The School of Life released a video which introduces the psychoanalytic concept of repression, its causes and its effects. In this article, I summarise the video.
Repression
Repression is a phenomenon in which we are unaware of our emotions.
“We might be angry or sad while lacking any active awareness that we are so. Or guilty or envious without any grasp of what is at play behind a thin psychological curtain.”
Causes of Repression
Repression occurs when an emotion threatens either our calmness or our self-image.

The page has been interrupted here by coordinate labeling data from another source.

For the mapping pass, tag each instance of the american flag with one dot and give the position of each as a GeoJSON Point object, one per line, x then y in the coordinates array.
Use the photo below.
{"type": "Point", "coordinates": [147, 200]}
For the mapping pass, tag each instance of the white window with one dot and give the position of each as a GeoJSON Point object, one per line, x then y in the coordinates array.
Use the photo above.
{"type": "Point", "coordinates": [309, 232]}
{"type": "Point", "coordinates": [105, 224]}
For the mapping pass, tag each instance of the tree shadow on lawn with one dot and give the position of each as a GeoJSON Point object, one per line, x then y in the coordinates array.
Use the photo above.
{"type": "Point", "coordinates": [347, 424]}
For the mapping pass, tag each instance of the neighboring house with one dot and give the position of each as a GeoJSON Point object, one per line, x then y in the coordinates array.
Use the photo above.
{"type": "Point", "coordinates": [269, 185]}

“And so we remain unconscious, always, because we are resistant to ideas that threaten our sense of calm, our self-image and our gratifying illusions about who we are. We surely can’t be angry because we’re kind people who couldn’t feel negatively about a beloved elderly relative. Or we can’t be sad at not being invited to the party because we don’t care about trivial social matters. And it isn’t possible that we are envious because we aren’t people to covet others’ advantages.”
Effects of Repression
Repression causes physical pain if we ignore our conscience’s efforts to alert our minds to the repressed emotion through psychological pain. Our conscience prefers understanding, as compared to forgetting, our emotions. However, it cannot understand an emotion if the emotion is repressed. As such, it first attempts to alert our minds to the repressed emotion through psychological pain. And, if its attempts to alert our minds through psychological pain fail, then it proceeds to do so through physical pain.

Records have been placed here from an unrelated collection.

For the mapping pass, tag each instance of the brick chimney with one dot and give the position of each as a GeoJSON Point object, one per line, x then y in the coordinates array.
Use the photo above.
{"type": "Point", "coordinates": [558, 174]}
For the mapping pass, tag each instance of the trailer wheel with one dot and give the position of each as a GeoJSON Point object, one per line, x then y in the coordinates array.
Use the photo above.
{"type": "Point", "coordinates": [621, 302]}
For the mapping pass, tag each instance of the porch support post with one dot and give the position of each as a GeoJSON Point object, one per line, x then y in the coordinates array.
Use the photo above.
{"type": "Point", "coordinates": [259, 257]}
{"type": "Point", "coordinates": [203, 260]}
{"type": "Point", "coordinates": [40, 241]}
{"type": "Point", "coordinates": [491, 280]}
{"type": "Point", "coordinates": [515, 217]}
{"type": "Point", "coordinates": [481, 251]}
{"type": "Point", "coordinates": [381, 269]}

“While the greatest share of our mental apparatus privileges forgetting over understanding, we do, nevertheless, have a conscience. There’s a part of us that wants the truth, however bitter it might be. A minor part, but a notoriously insistent and ingenious part that won’t leave us in peace until its case has been heard. It will, in order to stir us from our reverie, give us all manner of problems – breakdowns, illnesses, twitches, compulsions – in the hope of letting us know that there is something we would benefit from reckoning with. When our conscience has done everything it can to alert our minds, it has a tendency to set to work on our bodies. More specifically, it forces us to feel in the form of a symptom what we haven’t felt outright as an idea or insight. Lack of awareness returns to haunt us as physical ailments. If our intellect won’t look at our anger, the feeling may be sent to dwell in our lower back. If our anxiety isn’t being dealt with psychologically, it may be relegated to our gut. Romantic frustration that is denied may, literally, begin to wreck our hearts. Our unfelt feelings end up as back pain, constipation, insomnia, migraines and arrhythmias.”

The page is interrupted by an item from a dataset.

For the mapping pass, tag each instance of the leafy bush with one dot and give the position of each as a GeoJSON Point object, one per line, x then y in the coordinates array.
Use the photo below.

Because the physical pain is caused by our conscience’s efforts to alert our minds to repressed emotions, the pain can be ameliorated by turning our attention to the emotions themselves.
“In order to spare our bodies some of their mute agonies, we should submit them to a curious-sounding exercise. With our eyes closed, probably while we are lying in bed, we should pass over our different organs and zones and ask: If this could speak, what might it want to tell us? What might the heart ask for, the legs, the shoulders, the stomach? Our minds are probably better able to think of answers than we might presume. It could be surprisingly clear, once we ask the question, that our shoulders are desperate for the relationship to end. That our stomachs want us to take on less responsibility. That our hearts want a chance to say sorry. That our ribcages has had enough of pretending it’s happy, and that our lungs need an opportunity to scream.”